OCCIDENTAL Petroleum plans a further increase in its capital spending budget for this year having finalised the Shah sour gas development joint venture in Abu Dhabi and making allowance for picking up drilling permits in California.

Earlier this year, Oxy unveiled a $6.1 billion capital spending budget for 2011, a 56 per cent increase over last year’s outlays of $3.9 billion. But Oxy president Steve Chazen says another $700 million is in the works now that the company has formalised its joint venture with Abu Dhabi National Oil Co (Adnoc) to develop the Shah sour-gas field. An anticipated uptick in drilling permits at Oxy’s shale development project in southern California is also driving the increase in spending.

Oxy holds a 40 per cent stake in the $10 billion Shah development – a price tag that Oxy management confirms during the company’s first-quarter earnings conference call.

Chazen says his company will make a $500 million one-time payment to Adnoc this quarter to cover its share of development costs that were incurred prior to Oxy’s arrival at Shah. That payment falls outside Oxy’s capital expenditure budget for the year.

The revised capex budget does include another $500 million that Oxy anticipates spending on new development over the balance of this year. Oxy and Adnoc are targeting first gas at Shah by the third quarter of 2014.

The remaining $200 million of the capex increase will be allocated to Oxy’s shale development programme in southern California.

Chazen says sluggish issuance of permits remains an issue in California, particularly permits for exploration wells. But he also notes that Governor Jerry Brown is working hard to expedite the process.

Those efforts appear to be paying off, and Chazen says recent approvals have made Oxy “optimistic” about the pace of development it can realistically sustain in the second half of the year.

Oxy drilled and completed 26 shale wells outside of its core Elk Hills Field in the first quarter. That pace is consistent with the 107 wells that Oxy had initially expected to drill in the California shales this year, but Chazen now believes it can push that figure higher. Oxy’s California shale project involves drilling vertical wells that are completed using a process known as acidization rather than the hydraulic fracturing that is typically used on shale wells drilled in other parts of the US.

This process involves pumping acid into the well and allowing it to dissolve materials that would otherwise inhibit the flow of hydrocarbons into the wellbore.

Chazen says a well of this sort typically costs around $3 million and has an estimated ultimate recovery of 400,000-500,000 barrels of oil equivalent per day (boepd).

The oil and gas mix found in the California shales varies by location, but Oxy has said they generally “compare favourably” to the North Dakota Bakken and the South Texas Eagle Ford in terms of organic content, thickness, depth, porosity and permeability.

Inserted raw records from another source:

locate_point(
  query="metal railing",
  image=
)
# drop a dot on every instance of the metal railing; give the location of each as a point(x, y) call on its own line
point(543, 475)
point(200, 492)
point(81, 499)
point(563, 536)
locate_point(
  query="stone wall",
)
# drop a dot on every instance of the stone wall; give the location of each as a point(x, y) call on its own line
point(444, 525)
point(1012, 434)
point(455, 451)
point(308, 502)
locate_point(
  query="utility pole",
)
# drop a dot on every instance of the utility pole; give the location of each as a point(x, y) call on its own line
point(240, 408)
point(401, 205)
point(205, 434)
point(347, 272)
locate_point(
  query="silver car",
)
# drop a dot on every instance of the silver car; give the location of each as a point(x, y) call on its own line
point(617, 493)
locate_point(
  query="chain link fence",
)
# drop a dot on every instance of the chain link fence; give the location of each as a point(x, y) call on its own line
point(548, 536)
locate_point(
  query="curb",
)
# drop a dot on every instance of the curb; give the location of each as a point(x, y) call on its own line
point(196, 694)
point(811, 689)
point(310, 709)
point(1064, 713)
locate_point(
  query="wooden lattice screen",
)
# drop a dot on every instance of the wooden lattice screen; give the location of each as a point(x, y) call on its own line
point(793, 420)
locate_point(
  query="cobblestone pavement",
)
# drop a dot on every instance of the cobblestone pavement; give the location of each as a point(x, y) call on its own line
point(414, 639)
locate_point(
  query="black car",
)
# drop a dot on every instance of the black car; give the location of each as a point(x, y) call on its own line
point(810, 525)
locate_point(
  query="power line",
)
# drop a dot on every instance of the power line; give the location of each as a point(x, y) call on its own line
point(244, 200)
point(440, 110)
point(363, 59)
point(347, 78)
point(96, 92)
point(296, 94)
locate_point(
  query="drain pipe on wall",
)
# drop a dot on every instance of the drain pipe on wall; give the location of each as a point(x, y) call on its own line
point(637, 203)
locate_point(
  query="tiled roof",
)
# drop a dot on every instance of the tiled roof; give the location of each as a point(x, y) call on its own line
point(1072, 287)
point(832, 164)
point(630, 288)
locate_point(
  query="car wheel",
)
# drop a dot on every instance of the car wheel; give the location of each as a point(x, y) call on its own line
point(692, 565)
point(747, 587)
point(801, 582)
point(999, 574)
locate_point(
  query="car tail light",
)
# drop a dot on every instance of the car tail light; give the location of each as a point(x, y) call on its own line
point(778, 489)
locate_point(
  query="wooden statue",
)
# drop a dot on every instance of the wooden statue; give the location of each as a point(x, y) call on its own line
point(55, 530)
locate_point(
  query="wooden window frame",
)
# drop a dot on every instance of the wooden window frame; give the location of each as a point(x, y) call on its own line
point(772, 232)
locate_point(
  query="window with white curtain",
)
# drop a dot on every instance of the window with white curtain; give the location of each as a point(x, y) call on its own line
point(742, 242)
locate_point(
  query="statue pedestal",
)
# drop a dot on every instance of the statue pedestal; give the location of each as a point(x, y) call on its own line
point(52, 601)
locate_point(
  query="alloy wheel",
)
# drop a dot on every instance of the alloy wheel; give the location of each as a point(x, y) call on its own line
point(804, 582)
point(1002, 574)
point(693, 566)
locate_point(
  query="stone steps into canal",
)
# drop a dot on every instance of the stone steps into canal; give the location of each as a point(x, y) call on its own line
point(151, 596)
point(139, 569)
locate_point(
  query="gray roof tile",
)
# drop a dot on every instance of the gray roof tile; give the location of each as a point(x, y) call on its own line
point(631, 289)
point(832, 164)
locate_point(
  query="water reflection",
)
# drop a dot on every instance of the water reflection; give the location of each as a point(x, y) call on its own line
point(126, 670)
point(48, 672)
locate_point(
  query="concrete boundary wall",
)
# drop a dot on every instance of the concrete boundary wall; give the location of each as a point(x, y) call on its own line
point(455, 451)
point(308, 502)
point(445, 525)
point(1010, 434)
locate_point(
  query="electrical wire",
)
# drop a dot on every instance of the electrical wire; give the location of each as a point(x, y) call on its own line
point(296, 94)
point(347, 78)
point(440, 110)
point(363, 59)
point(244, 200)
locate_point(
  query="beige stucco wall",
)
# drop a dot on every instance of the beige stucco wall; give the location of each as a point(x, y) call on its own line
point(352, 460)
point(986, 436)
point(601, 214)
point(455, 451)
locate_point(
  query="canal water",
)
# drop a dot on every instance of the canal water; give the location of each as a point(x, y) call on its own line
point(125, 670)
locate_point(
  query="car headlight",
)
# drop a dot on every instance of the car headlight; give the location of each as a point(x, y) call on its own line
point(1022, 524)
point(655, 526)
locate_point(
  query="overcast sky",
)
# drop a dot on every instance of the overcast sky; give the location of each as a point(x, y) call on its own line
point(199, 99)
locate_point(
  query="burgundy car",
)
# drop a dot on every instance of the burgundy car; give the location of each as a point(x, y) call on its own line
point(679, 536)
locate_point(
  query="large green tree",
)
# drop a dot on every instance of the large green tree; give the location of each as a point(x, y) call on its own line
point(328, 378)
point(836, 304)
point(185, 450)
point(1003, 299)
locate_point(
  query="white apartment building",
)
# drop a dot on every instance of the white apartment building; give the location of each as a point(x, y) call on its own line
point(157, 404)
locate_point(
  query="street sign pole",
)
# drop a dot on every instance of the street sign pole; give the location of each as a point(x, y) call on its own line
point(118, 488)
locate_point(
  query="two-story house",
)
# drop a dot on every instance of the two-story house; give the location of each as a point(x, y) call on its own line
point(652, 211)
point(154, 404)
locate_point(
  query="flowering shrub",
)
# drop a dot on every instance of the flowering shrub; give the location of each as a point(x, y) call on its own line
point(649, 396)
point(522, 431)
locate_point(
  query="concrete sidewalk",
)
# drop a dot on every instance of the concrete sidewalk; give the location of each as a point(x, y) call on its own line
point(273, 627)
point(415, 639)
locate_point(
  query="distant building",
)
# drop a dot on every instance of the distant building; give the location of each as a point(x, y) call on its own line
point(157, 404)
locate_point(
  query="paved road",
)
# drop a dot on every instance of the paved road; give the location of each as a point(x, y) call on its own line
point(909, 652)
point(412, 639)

Oxy is running 24 rigs in California, more than double the 11 it utilised in the first quarter of 2010.

The Los Angeles-based firm aims to push its California production north of 200,000 boepd by the 2012-13 time frame, up from about 131,000 boepd currently. That would make California an even bigger contributor to Oxy’s output than the Permian Basin of West Texas and Southeast New Mexico, where Oxy is currently the largest oil producer.